Deferred Action for Childhood Arrivals recipient and Ridgewood resident Mart’n Batalla Vidal is the plaintiff in a lawsuit filed in the U.S. District Court for the Eastern District of New York last Thursday aiming to unfreeze Deferred Action for Parents of Americans and expanded DACA applications.
Vidal, who immigrated to the United States from Mexico without authorization when he was 7 years old, is being represented by lawyers from Make the Road New York, the Worker and Immigrant Rights Advocacy Clinic at Yale Law School and the National Immigration Center.
If he wins in court, he will get the three-year working permit that he applied for. The applications for the permits were frozen after an injunction last year made by a Texas federal judge in Texas et al. v. United States — a case in which 26 states sued the federal government — to halt President Obama’s expansion of DACA and DAPA. A Department of Homeland Security initiative to extend two-year work permits to three years for DACA recipients also was blocked by the litigation. The ruling said that the president had exceeded his constitutional authority, and it was affirmed without precedent upon appeal by a deadlocked Supreme Court in June.
“I feel like the injunction that happened in Texas with the judge shouldn’t happen with my case,” Vidal, a member of Make the Road New York who is studying to be a medical assistant and supports his family, told the Chronicle. “It wasn’t fair for other people that went through the same thing that I did. All my life, I’ve been here.”
Vidal was educated in the United States. “I don’t see myself going somewhere except New York,” he said.
The plaintiff applied for his permit in November 2014, the month that Obama announced his expansion of the programs.
“I’m hoping that the more people that were affected through the same thing that I was will come forward and give their case,” he added. Despite the blow to the president’s expansion of the programs, Vidal is still eligible for two-year authorization under the original version of the program, which was not struck down in court, Reuters said.
State Sen. Jose Peralta (D-East Elmhurst) is hoping that the lawsuit is successful.
“This is a very smart move on Martin Vidal’s part to present this lawsuit,” Peralta said. “So, we’ll be rooting for him.”
If they win in court, according to the senator, “the country will kind of be split until the Supreme Court actually takes a decisive action on it. That’s what could happen here.”
Assemblyman Francisco Moya (D-Jackson Heights) is also a supporter.

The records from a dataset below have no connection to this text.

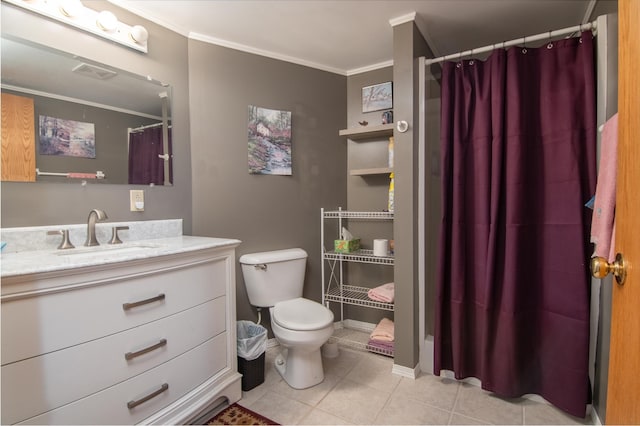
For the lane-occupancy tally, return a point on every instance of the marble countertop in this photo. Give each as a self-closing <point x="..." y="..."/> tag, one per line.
<point x="49" y="260"/>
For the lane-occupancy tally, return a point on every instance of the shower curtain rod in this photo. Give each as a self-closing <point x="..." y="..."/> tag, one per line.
<point x="543" y="36"/>
<point x="137" y="129"/>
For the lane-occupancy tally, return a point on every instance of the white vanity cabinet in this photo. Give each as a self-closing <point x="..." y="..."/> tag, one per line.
<point x="140" y="341"/>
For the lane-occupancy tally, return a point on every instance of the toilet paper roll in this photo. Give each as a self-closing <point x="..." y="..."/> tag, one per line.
<point x="380" y="247"/>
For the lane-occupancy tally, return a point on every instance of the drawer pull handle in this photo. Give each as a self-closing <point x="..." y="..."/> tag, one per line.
<point x="127" y="306"/>
<point x="131" y="355"/>
<point x="132" y="404"/>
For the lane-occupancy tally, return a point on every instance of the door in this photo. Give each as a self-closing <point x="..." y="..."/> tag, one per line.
<point x="623" y="395"/>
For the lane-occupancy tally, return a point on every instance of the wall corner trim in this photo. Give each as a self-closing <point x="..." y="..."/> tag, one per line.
<point x="411" y="373"/>
<point x="409" y="17"/>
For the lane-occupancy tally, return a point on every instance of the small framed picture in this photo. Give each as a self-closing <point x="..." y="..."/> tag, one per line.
<point x="377" y="97"/>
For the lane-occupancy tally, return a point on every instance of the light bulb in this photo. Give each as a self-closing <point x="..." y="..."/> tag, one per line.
<point x="71" y="8"/>
<point x="107" y="21"/>
<point x="139" y="34"/>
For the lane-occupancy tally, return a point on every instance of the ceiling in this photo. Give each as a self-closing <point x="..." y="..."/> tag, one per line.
<point x="352" y="36"/>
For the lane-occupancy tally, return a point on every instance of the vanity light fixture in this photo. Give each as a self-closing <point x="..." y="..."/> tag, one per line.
<point x="103" y="24"/>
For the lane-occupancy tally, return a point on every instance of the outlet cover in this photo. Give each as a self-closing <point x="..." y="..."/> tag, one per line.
<point x="136" y="198"/>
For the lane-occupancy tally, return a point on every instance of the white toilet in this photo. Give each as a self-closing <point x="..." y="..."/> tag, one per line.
<point x="274" y="280"/>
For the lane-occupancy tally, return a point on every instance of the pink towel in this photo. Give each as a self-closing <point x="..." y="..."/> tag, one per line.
<point x="383" y="293"/>
<point x="81" y="175"/>
<point x="383" y="331"/>
<point x="603" y="221"/>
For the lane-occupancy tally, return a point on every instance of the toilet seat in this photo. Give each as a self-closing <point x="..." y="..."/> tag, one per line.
<point x="301" y="314"/>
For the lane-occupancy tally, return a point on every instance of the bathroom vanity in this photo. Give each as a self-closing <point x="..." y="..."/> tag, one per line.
<point x="141" y="332"/>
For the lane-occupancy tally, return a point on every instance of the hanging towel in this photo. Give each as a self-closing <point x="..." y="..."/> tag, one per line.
<point x="383" y="293"/>
<point x="383" y="331"/>
<point x="74" y="175"/>
<point x="603" y="221"/>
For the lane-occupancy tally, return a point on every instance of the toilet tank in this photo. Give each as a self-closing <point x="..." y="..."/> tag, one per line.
<point x="273" y="276"/>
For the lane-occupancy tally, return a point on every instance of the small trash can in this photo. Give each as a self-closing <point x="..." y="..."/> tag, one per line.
<point x="252" y="344"/>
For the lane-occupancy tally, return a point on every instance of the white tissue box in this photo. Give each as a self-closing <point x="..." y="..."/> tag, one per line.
<point x="346" y="246"/>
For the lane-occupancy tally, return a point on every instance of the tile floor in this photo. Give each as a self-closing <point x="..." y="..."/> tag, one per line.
<point x="359" y="388"/>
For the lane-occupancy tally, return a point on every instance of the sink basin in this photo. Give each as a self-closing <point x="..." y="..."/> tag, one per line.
<point x="107" y="250"/>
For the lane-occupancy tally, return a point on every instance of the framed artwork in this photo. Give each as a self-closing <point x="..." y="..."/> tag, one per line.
<point x="67" y="138"/>
<point x="269" y="141"/>
<point x="377" y="97"/>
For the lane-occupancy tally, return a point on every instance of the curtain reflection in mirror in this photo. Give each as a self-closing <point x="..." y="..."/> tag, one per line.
<point x="145" y="147"/>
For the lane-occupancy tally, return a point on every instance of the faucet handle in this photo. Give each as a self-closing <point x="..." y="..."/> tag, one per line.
<point x="114" y="234"/>
<point x="65" y="244"/>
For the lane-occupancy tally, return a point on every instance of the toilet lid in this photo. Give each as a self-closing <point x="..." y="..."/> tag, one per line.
<point x="301" y="314"/>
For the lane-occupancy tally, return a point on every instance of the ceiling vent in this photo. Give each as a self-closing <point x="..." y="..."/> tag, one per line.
<point x="93" y="71"/>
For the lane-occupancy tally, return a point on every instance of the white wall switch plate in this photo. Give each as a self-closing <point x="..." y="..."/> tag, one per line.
<point x="136" y="198"/>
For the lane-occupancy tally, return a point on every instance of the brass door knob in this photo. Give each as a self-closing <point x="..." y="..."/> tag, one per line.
<point x="600" y="268"/>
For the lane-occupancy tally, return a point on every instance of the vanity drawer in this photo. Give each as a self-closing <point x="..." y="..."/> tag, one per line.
<point x="181" y="374"/>
<point x="52" y="380"/>
<point x="40" y="324"/>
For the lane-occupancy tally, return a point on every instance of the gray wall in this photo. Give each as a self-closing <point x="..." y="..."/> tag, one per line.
<point x="607" y="60"/>
<point x="29" y="204"/>
<point x="265" y="212"/>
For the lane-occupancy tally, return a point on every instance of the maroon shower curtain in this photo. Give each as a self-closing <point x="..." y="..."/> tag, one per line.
<point x="518" y="142"/>
<point x="145" y="167"/>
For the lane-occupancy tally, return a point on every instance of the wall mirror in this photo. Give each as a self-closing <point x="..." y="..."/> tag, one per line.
<point x="66" y="118"/>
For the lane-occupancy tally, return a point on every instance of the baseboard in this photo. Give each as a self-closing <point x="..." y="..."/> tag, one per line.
<point x="411" y="373"/>
<point x="595" y="418"/>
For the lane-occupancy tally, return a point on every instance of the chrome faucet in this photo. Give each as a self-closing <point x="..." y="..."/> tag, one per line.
<point x="95" y="215"/>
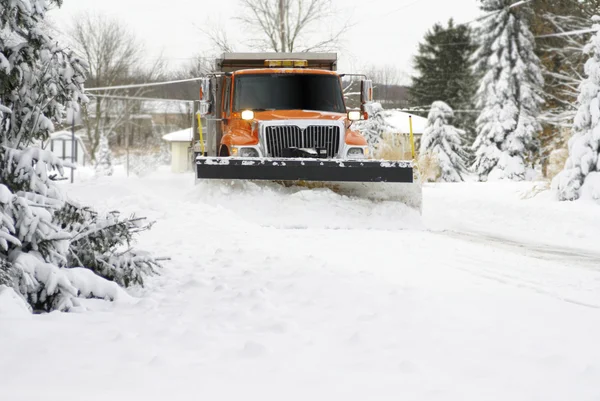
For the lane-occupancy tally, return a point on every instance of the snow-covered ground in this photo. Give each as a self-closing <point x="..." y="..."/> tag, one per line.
<point x="275" y="294"/>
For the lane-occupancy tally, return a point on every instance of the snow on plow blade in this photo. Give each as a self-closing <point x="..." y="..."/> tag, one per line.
<point x="371" y="179"/>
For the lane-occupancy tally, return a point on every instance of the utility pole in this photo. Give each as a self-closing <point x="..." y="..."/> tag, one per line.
<point x="73" y="144"/>
<point x="127" y="129"/>
<point x="282" y="14"/>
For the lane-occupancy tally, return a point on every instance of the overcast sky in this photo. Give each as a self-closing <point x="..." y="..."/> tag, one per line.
<point x="385" y="32"/>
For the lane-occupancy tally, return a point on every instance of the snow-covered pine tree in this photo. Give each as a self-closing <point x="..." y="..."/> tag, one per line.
<point x="583" y="165"/>
<point x="444" y="142"/>
<point x="509" y="91"/>
<point x="42" y="82"/>
<point x="104" y="158"/>
<point x="443" y="72"/>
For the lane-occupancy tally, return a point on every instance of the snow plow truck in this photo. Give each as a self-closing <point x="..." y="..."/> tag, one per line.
<point x="282" y="117"/>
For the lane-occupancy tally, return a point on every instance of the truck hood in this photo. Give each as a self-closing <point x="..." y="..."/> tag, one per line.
<point x="271" y="115"/>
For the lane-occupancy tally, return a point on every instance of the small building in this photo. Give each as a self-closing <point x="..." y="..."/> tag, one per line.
<point x="61" y="144"/>
<point x="399" y="127"/>
<point x="180" y="149"/>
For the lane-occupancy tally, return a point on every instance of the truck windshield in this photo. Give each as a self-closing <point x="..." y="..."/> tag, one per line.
<point x="288" y="92"/>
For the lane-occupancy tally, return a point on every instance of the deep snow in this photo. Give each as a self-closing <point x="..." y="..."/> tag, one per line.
<point x="275" y="294"/>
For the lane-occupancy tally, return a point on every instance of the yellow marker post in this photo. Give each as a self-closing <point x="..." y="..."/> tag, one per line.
<point x="412" y="138"/>
<point x="200" y="133"/>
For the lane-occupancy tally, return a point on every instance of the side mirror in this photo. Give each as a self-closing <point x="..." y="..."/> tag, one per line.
<point x="206" y="97"/>
<point x="366" y="91"/>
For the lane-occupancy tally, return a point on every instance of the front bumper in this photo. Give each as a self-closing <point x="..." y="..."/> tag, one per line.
<point x="280" y="169"/>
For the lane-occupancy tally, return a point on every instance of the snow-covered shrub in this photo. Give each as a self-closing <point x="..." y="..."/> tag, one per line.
<point x="584" y="145"/>
<point x="508" y="94"/>
<point x="41" y="84"/>
<point x="557" y="159"/>
<point x="103" y="244"/>
<point x="444" y="142"/>
<point x="390" y="147"/>
<point x="104" y="158"/>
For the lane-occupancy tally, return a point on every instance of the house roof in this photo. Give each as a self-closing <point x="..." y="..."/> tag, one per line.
<point x="184" y="135"/>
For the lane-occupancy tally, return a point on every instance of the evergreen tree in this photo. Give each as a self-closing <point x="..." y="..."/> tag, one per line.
<point x="49" y="249"/>
<point x="104" y="158"/>
<point x="444" y="72"/>
<point x="509" y="92"/>
<point x="444" y="142"/>
<point x="583" y="164"/>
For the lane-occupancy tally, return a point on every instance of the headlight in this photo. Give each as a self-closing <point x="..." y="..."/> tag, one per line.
<point x="247" y="115"/>
<point x="354" y="115"/>
<point x="247" y="152"/>
<point x="356" y="153"/>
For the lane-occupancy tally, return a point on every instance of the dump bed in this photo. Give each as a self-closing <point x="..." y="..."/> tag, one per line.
<point x="230" y="62"/>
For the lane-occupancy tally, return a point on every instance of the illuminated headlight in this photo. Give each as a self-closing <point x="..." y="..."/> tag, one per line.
<point x="247" y="115"/>
<point x="247" y="152"/>
<point x="354" y="115"/>
<point x="356" y="153"/>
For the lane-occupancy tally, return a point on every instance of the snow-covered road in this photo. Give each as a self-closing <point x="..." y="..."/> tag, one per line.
<point x="274" y="295"/>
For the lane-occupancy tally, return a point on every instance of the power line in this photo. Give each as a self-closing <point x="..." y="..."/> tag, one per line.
<point x="143" y="85"/>
<point x="141" y="98"/>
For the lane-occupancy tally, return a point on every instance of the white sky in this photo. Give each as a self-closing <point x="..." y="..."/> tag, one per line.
<point x="386" y="32"/>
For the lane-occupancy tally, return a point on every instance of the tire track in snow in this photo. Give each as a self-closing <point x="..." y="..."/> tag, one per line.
<point x="540" y="252"/>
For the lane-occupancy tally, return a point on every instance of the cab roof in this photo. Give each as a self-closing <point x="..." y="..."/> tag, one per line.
<point x="284" y="71"/>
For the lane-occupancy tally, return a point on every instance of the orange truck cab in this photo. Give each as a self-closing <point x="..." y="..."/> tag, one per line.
<point x="279" y="105"/>
<point x="283" y="117"/>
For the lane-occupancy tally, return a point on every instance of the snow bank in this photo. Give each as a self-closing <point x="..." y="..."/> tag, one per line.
<point x="277" y="206"/>
<point x="11" y="304"/>
<point x="590" y="190"/>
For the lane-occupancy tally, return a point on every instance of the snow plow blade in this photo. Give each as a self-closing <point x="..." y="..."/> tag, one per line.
<point x="371" y="179"/>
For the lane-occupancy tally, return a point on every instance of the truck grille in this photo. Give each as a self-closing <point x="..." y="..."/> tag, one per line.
<point x="281" y="137"/>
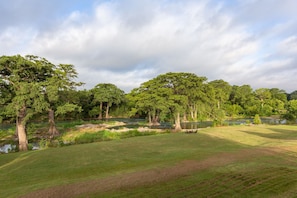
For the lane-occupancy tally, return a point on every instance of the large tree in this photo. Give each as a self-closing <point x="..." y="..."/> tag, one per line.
<point x="26" y="80"/>
<point x="107" y="94"/>
<point x="171" y="93"/>
<point x="57" y="92"/>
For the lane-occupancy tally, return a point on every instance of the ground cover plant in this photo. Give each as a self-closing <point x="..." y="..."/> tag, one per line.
<point x="234" y="161"/>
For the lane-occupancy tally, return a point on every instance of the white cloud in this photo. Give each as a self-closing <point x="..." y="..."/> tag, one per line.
<point x="129" y="42"/>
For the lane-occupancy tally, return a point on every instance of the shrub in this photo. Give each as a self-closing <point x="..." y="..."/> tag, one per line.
<point x="257" y="119"/>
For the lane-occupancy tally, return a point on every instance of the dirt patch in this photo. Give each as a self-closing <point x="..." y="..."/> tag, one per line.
<point x="150" y="176"/>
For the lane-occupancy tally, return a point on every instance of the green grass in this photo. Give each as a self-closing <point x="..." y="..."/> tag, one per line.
<point x="254" y="176"/>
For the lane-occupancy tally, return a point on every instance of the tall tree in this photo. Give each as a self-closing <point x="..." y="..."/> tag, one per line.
<point x="59" y="85"/>
<point x="108" y="94"/>
<point x="27" y="80"/>
<point x="169" y="93"/>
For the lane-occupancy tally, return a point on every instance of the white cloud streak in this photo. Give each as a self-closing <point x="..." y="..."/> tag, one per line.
<point x="129" y="42"/>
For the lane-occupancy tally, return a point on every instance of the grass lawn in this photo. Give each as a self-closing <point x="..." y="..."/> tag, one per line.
<point x="237" y="161"/>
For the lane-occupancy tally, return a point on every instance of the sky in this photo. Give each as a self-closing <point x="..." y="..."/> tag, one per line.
<point x="128" y="42"/>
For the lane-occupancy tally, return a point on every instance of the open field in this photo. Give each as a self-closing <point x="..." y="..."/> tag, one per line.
<point x="237" y="161"/>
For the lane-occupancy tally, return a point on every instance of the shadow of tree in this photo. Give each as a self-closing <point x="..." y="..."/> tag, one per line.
<point x="277" y="133"/>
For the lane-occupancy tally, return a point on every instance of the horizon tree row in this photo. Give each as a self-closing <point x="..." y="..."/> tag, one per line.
<point x="32" y="88"/>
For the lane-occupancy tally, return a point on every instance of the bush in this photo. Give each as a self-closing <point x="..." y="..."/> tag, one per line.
<point x="90" y="137"/>
<point x="257" y="119"/>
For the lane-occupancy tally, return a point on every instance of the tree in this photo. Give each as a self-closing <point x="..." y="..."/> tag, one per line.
<point x="263" y="95"/>
<point x="291" y="110"/>
<point x="108" y="94"/>
<point x="168" y="94"/>
<point x="293" y="95"/>
<point x="26" y="80"/>
<point x="257" y="119"/>
<point x="60" y="85"/>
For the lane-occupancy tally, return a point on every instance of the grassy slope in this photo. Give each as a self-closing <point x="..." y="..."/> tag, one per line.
<point x="21" y="173"/>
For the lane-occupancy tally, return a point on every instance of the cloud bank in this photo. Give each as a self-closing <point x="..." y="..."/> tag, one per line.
<point x="128" y="42"/>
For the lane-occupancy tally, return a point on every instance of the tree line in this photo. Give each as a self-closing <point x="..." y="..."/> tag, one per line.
<point x="32" y="88"/>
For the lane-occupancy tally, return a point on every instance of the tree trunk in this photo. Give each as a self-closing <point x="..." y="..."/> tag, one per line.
<point x="177" y="122"/>
<point x="156" y="120"/>
<point x="100" y="111"/>
<point x="107" y="111"/>
<point x="150" y="118"/>
<point x="21" y="130"/>
<point x="53" y="131"/>
<point x="185" y="117"/>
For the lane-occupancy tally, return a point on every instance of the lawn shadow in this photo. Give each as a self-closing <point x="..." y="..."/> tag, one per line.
<point x="276" y="133"/>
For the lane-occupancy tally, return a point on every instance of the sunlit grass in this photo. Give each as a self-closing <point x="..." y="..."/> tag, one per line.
<point x="257" y="176"/>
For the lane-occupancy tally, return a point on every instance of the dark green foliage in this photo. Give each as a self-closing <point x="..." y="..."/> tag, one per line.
<point x="257" y="119"/>
<point x="107" y="135"/>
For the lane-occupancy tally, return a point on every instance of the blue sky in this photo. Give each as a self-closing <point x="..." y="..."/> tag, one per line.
<point x="127" y="42"/>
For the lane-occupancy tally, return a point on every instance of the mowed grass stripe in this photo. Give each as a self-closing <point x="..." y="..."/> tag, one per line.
<point x="220" y="165"/>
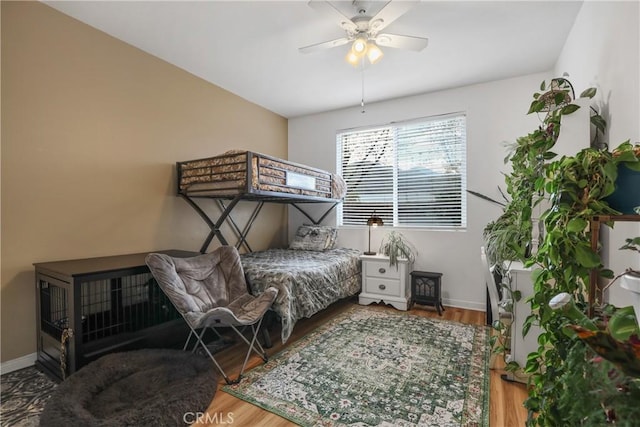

“A preliminary injunction in Texas should not ripple throughout the country derailing the lives of people who, through no fault of their own, have had their DAPA and DACA applications frozen,” Moya said in a prepared statement.
No Queens officials could immediately be found to speak against the programs.
The de Blasio administration and CUNY announced the launch of the ActionNYC DACA Educaton Initiative last Friday, a program that offers classes to immigrants to help them fulfill the educational requirement of the deferred action initiative.
“New York City is home to nearly half a million undocumented immigrants. They are our neighbors, colleagues, friends, and family,” de Blasio said in a prepared statement. “Our new education initiative will provide immigrants with an invaluable opportunity to obtain the sense of security needed to transform their lives.”